Communication Discrimination

  1. Hi Everyone,

    I have entered a National speaking competition and have chosen a subject that we nurses experience on a daily basis; people being spoken to or treated differently because of the way they talk.
    Im touching on a range of people; people with disabilities, aged, mental illness & English as a second language where, because of an accent or way of talking, are spoken to condescendingly, excluded from conversations, yelled to instead of spoken to and spoken about in front of them.

    For example, I know a man with cerebral palsy who uses a foot controlled wheelchair. He had recently written his memoirs and worked at the hospital. Acquaintances would sometimes approach him with sympathetic smiles and high pitched "Hiiii! How ARE you!? You look cute in that shirt! I hope you're not giving your carer a hard time!" (I am his friend, not carer).

    Or my colleague from Nigeria who has things read out to her like a story book "See here?

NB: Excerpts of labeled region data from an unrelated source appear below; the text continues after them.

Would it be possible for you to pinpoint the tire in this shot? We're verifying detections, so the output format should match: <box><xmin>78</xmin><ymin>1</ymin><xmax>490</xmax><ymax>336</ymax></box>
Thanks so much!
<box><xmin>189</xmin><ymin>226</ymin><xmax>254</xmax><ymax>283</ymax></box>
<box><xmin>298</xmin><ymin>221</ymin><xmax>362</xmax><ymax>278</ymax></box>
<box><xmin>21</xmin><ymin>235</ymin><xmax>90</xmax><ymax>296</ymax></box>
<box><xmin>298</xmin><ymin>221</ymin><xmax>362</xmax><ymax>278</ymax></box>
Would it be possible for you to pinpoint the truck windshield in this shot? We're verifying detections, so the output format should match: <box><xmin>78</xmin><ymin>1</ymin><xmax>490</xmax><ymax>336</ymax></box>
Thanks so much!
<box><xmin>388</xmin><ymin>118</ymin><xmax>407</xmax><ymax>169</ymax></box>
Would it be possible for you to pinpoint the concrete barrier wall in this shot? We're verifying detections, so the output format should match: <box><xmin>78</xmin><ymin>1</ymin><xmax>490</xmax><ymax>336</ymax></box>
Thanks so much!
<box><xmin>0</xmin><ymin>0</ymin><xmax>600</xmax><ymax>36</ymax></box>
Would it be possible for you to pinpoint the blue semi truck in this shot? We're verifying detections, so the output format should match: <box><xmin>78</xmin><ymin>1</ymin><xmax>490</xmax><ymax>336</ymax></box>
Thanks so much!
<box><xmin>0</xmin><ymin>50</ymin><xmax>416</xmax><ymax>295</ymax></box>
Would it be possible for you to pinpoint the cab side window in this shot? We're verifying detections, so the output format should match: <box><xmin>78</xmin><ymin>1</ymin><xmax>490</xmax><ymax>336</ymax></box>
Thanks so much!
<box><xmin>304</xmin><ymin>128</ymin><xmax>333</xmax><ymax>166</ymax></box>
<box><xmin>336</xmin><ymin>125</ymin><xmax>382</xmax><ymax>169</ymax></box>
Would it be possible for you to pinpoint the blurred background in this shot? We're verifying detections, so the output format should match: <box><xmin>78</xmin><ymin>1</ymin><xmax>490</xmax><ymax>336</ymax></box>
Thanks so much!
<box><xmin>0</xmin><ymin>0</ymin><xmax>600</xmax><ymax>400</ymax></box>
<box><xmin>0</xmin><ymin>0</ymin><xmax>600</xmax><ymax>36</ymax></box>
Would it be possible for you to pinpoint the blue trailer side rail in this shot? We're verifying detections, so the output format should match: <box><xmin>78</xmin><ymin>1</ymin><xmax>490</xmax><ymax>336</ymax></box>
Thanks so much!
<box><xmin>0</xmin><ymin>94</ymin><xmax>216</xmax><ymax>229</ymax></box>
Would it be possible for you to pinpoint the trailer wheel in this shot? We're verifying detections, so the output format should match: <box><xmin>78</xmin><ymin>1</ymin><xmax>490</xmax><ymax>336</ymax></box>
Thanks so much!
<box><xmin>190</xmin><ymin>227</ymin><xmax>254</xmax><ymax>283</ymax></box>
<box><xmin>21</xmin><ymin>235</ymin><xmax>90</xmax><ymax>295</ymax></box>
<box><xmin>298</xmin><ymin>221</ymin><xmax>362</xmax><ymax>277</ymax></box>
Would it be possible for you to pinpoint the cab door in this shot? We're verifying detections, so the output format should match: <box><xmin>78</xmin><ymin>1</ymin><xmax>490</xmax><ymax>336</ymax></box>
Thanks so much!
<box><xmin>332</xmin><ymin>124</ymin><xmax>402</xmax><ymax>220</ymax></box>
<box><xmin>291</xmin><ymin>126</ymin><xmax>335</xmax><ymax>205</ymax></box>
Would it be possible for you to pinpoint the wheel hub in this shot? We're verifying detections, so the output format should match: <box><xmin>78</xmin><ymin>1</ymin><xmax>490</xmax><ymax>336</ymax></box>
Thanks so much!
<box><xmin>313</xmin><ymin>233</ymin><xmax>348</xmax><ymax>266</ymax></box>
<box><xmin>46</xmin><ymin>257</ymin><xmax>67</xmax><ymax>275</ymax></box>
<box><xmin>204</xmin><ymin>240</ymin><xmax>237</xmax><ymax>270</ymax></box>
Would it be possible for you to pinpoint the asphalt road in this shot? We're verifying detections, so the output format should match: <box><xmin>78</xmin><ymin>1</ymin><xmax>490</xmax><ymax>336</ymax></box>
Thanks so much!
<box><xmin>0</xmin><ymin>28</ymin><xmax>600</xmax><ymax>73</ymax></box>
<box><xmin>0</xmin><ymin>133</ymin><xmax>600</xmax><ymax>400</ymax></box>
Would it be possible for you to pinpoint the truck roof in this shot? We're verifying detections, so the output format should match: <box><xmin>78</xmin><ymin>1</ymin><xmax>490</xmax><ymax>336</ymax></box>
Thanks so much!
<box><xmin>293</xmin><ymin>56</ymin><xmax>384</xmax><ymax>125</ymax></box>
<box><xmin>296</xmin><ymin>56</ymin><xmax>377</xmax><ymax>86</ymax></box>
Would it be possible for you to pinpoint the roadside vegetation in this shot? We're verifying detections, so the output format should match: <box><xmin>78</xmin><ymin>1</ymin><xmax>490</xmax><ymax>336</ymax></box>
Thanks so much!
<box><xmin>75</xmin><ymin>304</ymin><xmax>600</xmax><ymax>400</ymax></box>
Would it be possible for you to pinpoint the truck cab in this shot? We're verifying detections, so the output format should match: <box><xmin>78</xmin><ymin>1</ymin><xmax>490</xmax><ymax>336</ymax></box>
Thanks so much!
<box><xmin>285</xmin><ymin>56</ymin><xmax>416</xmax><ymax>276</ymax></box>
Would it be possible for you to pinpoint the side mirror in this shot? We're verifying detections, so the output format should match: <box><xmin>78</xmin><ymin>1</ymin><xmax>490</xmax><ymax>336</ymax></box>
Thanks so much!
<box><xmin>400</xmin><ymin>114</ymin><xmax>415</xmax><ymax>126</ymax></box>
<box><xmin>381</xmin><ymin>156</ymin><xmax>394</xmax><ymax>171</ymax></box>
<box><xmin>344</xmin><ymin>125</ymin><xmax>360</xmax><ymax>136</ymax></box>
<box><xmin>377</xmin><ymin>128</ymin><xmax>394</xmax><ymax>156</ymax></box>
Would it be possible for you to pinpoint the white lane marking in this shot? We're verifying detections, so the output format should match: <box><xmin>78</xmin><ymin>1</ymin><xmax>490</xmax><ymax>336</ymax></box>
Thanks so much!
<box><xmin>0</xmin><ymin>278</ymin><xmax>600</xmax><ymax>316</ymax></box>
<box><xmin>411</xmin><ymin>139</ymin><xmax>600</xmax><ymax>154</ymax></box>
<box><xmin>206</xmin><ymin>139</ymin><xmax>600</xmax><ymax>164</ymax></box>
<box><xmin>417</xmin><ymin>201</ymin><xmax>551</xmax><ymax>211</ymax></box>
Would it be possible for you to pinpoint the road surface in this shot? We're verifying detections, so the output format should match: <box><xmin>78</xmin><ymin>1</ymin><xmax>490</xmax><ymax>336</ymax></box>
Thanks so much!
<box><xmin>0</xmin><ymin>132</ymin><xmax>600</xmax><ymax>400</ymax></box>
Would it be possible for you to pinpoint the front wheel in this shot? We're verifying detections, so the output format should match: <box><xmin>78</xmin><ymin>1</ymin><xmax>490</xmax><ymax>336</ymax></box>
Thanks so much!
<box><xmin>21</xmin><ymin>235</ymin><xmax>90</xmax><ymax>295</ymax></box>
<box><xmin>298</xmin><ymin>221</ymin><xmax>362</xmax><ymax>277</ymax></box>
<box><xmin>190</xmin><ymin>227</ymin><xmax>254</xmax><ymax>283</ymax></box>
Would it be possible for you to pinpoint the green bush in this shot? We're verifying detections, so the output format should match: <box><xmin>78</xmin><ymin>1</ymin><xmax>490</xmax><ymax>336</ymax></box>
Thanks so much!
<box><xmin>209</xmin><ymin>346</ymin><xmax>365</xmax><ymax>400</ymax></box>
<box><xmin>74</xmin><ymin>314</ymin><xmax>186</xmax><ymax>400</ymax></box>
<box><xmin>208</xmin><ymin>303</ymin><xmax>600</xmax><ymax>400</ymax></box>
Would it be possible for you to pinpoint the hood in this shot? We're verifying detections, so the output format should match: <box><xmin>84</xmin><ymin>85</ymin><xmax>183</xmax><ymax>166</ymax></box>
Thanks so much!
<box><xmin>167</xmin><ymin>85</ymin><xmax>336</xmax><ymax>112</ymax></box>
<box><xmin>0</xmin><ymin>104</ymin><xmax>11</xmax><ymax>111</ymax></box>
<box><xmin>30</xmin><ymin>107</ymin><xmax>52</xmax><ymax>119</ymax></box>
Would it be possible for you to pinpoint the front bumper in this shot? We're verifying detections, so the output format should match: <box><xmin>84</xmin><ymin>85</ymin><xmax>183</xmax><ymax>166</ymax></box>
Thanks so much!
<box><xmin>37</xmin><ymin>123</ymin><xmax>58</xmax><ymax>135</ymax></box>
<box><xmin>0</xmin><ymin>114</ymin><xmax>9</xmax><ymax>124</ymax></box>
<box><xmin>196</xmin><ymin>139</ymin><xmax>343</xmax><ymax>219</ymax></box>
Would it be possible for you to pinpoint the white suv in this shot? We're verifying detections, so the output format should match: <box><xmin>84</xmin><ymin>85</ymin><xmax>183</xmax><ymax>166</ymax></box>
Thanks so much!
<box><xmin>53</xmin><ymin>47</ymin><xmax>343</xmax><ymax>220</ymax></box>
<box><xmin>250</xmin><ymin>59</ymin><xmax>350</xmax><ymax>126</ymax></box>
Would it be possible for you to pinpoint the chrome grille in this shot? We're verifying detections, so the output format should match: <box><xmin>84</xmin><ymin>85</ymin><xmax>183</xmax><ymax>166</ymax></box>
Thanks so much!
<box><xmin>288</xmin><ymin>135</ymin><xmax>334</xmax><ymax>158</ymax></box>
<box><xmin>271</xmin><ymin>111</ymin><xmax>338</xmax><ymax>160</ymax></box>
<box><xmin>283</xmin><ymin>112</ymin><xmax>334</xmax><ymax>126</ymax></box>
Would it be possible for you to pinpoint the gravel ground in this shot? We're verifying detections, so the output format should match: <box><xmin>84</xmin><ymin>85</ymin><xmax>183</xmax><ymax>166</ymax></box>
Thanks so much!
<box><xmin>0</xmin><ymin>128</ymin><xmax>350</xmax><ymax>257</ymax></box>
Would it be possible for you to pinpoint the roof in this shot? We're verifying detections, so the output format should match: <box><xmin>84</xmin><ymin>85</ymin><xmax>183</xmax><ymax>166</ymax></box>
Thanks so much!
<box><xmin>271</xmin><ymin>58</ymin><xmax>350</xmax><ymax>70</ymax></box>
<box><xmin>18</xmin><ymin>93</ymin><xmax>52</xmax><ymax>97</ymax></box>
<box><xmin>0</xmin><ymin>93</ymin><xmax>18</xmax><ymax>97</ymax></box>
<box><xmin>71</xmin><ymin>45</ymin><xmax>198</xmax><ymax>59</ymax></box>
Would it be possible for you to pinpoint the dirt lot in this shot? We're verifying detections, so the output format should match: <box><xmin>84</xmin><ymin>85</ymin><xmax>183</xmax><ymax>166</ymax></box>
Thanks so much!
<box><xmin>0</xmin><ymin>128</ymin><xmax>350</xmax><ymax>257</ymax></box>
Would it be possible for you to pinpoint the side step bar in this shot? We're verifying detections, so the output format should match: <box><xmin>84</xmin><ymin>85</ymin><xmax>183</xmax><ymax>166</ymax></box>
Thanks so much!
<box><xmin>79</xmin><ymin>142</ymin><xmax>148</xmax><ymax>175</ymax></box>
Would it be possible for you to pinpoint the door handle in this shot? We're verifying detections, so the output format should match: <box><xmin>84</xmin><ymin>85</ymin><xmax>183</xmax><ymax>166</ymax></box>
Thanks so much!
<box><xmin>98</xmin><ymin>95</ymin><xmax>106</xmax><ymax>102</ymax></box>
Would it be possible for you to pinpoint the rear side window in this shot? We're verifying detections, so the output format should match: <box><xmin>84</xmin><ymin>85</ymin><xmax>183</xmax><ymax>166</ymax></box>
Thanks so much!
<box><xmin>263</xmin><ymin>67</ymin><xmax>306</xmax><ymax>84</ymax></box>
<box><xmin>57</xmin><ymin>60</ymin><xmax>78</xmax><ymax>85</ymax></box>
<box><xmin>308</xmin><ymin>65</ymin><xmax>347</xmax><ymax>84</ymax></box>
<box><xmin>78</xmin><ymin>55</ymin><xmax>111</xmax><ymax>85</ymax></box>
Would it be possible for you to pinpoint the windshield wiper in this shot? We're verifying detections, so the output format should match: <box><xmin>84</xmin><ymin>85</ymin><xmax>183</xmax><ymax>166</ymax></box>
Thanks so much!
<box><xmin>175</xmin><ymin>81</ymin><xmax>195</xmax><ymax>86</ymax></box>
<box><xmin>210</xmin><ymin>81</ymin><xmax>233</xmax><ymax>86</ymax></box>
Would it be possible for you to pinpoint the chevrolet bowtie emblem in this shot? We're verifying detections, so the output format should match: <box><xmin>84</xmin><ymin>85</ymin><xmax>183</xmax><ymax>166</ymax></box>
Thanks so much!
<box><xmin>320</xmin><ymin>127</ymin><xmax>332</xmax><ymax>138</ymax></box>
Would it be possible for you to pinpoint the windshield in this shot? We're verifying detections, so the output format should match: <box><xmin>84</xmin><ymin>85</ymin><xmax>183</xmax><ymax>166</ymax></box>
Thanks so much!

This says 'No return policy applies after 60 days' so you can't return it after 60 days".

    What I would absolutely adore is input from you; your personal experiences, if colleagues, friends, family or patients are treated differently (and how) and what you did or would have liked to do in that situation.

    Particularly, what suggestions do you have to increase more dignified and respectful conversations?

    I understand that many people who speak differently to another person under the belief they may not understand is not always meant maleficently and often has good intentions but I want to highlight this issue.

    Look forward to reading your comments!
    •  
  2. 54 Comments

  3. by   BSNbeDONE
    The thing that angers me the most is describing someone as being confused when the reality is that he or she may simply be hard of hearing. These individuals are not necessarily responding inappropriately, but are responding to what they thought they heard you say.

    Labeling someone as confused in this situation could have a significant impact on prescribed medical treatment and add an unnecessary expense to the patient. We, as nurses, need to take (make) the time for clear communication before entering incorrect findings in the patients' files.
  4. by   WinterLilac
    Quote from BSNbeDONE
    The thing that angers me the most is describing someone as being confused when the reality is that he or she may simply be hard of hearing. These individuals are not necessarily responding inappropriately, but are responding to what they thought they heard you say.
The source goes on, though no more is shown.